Track changed URLs via subversion

Problem:

Online resources don't provide a standardized way of tracking changes, much less one well integrated with feed readers and other technology suited for news coverage.

Solution:

Setup an agent that polls tracked URLs for changes, committing any changes to a subversion repository. Provide feeds, linking to diffs and noting their sizes.

Elevator pitch:

Ever tried to track changes to some online API, TOS or similar, by hand? Of course not; it's way too messy and too much laboursome work. And there are just too many of them, anyway; staying on top of each is impossible. It's not a task for humans.

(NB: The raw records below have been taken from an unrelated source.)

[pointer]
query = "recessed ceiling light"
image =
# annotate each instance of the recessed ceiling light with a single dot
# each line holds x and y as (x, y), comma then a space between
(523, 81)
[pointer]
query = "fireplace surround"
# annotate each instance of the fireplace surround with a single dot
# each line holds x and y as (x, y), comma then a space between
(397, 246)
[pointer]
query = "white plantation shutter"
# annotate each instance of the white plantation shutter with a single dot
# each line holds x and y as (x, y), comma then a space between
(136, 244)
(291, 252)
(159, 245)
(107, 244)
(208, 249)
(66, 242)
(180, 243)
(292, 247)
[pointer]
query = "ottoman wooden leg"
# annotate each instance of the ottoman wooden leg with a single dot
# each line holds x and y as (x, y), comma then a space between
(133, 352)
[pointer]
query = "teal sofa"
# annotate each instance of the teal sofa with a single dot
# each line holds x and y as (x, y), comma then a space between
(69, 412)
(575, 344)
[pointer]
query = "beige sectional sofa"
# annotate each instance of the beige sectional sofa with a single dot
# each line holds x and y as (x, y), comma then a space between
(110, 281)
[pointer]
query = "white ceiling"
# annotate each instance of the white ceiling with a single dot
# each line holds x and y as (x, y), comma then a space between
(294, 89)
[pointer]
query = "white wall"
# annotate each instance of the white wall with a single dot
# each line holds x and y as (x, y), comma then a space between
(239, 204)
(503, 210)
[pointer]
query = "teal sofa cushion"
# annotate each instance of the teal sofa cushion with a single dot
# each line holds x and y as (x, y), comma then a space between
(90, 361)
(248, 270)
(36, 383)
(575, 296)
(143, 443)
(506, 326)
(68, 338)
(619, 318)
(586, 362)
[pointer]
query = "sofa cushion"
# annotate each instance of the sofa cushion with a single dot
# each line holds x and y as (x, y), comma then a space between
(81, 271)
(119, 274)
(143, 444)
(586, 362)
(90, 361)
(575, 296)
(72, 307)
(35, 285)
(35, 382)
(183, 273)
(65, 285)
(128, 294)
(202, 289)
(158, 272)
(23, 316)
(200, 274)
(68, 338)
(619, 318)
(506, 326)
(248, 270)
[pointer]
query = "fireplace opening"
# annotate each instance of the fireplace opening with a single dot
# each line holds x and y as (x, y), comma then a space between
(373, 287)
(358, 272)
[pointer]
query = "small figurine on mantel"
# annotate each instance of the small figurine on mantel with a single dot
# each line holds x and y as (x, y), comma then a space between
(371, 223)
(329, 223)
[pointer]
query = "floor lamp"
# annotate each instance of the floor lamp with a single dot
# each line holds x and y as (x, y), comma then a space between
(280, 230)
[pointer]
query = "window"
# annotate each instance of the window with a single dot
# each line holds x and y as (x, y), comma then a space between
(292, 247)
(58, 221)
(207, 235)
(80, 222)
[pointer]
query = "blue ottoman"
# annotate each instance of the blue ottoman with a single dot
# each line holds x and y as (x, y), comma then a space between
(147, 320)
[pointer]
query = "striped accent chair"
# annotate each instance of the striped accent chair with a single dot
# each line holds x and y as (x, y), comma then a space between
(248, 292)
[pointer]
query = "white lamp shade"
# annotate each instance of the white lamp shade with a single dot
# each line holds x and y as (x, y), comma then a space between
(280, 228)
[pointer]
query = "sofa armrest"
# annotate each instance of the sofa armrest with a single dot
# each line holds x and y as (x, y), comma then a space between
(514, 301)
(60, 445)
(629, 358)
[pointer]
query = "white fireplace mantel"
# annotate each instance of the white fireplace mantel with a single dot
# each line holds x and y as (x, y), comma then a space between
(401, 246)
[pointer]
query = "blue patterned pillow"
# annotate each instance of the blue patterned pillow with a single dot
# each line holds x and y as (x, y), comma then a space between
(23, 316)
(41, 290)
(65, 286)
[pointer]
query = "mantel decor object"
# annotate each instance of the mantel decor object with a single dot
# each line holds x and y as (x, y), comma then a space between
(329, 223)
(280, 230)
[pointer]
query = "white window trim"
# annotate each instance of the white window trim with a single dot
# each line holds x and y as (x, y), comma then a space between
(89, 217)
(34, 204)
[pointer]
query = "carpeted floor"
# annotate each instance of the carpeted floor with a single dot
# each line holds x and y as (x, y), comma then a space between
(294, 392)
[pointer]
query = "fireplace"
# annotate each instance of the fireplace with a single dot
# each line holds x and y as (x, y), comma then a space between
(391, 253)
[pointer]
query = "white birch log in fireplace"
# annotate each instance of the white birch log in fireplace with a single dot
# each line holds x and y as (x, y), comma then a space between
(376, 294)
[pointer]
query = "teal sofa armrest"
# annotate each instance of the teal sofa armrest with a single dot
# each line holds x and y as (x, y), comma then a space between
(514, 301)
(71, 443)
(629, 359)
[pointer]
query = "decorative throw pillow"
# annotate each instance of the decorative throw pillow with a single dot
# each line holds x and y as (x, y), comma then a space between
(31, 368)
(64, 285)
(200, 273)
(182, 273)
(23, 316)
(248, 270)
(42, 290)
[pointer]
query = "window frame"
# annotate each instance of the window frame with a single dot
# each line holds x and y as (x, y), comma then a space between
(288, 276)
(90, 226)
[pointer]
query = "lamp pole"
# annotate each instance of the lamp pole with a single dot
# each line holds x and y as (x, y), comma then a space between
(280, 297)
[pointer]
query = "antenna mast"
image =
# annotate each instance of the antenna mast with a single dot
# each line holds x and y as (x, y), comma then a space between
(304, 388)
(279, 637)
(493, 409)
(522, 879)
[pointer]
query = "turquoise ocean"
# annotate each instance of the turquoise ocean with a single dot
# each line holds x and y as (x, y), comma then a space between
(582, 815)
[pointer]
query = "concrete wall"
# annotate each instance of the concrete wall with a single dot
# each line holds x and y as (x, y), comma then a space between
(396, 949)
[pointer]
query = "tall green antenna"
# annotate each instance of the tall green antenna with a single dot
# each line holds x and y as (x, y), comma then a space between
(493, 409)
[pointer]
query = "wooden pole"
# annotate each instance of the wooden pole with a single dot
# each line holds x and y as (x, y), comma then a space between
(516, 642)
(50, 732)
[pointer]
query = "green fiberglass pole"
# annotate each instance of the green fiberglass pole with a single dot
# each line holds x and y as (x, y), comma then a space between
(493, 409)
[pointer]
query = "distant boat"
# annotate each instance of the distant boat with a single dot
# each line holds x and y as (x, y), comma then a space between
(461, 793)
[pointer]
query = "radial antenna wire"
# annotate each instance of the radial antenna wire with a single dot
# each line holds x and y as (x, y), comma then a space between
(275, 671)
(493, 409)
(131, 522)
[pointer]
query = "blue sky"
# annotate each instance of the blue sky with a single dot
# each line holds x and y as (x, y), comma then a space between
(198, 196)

Ever thought of how neat it would be if you could just point some automated agent at your URL of choice, whenever you find the need, and have it magically track that URL, commiting new changes, once they appear, to a subversion repository?

Get a changes timeline you can tune in to instead, to peruse the diffs at your leisure? Well, that is the basic idea of this service. Coupled with feeds for your feed reader, of course, so you can forget about them all, while nothing happens, and be alerted, the times when there is some action.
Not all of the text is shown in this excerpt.